Phase II – A Comprehensive Predictive Model
Athletes and coaches are familiar with the standard impulse response model and it’s part-and-parcel of the methods they use to infer what an athlete’s training status and form will be at a given point in time. Predicting fitness is as much an art as it is science in using this tool to plan for fitness and peaks for competitions. To move closer to fitness prediction and potential, are more comprehensive model is needed.
Banister’s Impulse-Response Model provides a well known and proven method used to predict outcomes. It is used as the basis for the standard XPMC. In order for the model to have a true predictive capability, it requires that the parameters that govern the fitness predictions are continually updated to reflect the up-to-date information about the athlete. The model looks like this:
Fitness(t) = Fitness(0) + k1 * Training Load (tau1) – k2 * Recovery Load(tau2)
With Xert, we are using the Xert Strain Score which is a good reflection of the strain obtained from training and racing. However, we can also allocate strain into Peak, High and Low using allocation ratios. Hence, our singular model becomes three separate but linked models:
PeakPower(t) = PeakPower(0) +pk1 * PeakTrainingLoad(ptau1) – pk2 * PeakRecoveryLoad(ptau2)
HighIntensityEnergy(t) = HighIntensityEnergy(0) +hk1 * HighTrainingLoad (htau1) – hk2 * HighRecoveryLoad(htau2)
ThresholdPower(t) = ThresholdPower(0) +lk1 * LowTrainingLoad (ltau1) – lk2 * LowRecoveryLoad(ltau2)
To apply this three tier impulse response model, regression software needs to be developed that will obtain estimates of the parameters. Then, using breakthrough fitness signatures and strain scores divided into peak, high and low strain scores as data to the regression, parameter estimates can be established. Data from a population of athletes, a sub-population, e.g. male/female, elite/masters or even from a single athlete where sufficient data exists, can be used in the regression software to determine parameter values.

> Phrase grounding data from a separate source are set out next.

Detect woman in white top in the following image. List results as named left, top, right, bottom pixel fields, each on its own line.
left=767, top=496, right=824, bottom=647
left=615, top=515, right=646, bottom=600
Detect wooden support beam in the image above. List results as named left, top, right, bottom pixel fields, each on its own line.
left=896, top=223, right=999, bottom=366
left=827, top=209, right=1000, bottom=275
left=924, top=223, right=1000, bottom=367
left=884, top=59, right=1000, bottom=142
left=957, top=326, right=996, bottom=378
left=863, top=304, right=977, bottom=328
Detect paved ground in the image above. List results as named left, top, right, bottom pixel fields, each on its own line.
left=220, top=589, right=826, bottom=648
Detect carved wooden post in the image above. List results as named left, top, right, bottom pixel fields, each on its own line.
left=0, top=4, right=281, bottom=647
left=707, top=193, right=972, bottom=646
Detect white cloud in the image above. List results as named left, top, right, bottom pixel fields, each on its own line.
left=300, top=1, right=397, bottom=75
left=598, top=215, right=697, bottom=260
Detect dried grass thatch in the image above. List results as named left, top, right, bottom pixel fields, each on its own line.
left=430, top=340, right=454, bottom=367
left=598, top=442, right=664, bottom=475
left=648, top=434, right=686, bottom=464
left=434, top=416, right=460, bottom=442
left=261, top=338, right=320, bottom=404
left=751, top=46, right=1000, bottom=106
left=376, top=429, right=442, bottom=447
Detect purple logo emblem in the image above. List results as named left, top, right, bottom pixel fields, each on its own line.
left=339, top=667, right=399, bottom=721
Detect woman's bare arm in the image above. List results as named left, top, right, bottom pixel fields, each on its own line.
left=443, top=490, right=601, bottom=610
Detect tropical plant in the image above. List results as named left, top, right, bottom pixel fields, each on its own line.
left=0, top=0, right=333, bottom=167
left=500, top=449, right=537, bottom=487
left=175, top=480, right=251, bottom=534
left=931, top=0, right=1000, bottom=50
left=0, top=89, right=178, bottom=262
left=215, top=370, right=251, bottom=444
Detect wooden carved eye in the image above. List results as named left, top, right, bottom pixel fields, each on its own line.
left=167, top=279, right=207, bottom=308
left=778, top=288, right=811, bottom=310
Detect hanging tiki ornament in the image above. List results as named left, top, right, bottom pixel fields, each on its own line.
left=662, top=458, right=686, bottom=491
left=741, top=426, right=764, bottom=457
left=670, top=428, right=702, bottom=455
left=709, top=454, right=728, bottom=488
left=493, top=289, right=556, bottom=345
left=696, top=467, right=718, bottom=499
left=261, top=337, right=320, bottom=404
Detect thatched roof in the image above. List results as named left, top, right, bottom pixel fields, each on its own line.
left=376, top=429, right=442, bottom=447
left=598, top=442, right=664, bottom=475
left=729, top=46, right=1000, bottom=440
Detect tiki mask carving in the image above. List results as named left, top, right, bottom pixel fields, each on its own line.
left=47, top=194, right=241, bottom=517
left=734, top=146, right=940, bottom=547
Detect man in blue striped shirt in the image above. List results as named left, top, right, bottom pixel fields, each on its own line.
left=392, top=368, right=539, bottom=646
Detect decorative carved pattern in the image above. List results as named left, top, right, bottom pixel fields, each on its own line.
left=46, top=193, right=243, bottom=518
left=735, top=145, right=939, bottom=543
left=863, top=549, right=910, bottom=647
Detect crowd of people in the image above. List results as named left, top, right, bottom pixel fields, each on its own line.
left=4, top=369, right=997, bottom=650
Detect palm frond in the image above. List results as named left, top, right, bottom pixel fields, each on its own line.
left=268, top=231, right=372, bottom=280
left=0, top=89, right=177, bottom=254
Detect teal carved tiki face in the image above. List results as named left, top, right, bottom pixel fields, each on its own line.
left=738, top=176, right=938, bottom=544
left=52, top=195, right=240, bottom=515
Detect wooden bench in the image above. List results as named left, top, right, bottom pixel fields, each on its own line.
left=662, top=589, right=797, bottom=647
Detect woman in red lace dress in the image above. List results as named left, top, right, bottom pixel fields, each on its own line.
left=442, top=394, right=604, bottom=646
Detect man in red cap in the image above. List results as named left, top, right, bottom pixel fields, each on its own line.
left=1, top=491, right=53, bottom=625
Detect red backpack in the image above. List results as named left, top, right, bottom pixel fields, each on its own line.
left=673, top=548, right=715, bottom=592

At the moment, the software for this regression has been successfully developed and tested and will soon be part of Xert. When this is coupled with the ability to define future workouts, predictions of what your fitness will be – your fitness signature – on a given day in the future can be made. Fold in the ability to have the software auto-prescribe training that maximizes your signature towards a certain desired goal – the relative change in each fitness signature parameter – and we can then provide a measure of fitness potential and training optimization.
Phase III – A Machine Learning System
In the third phase, we move beyond Banister’s Impulse Response model and towards an even more sensitive prediction model, one that can use other data such as HRV data and data from other sensors to find patterns not captured by our current models. These new methods will help identify greater details that will improve fitness, identify patterns that lead to over-training and prescribe training that can be used in a variety of activities.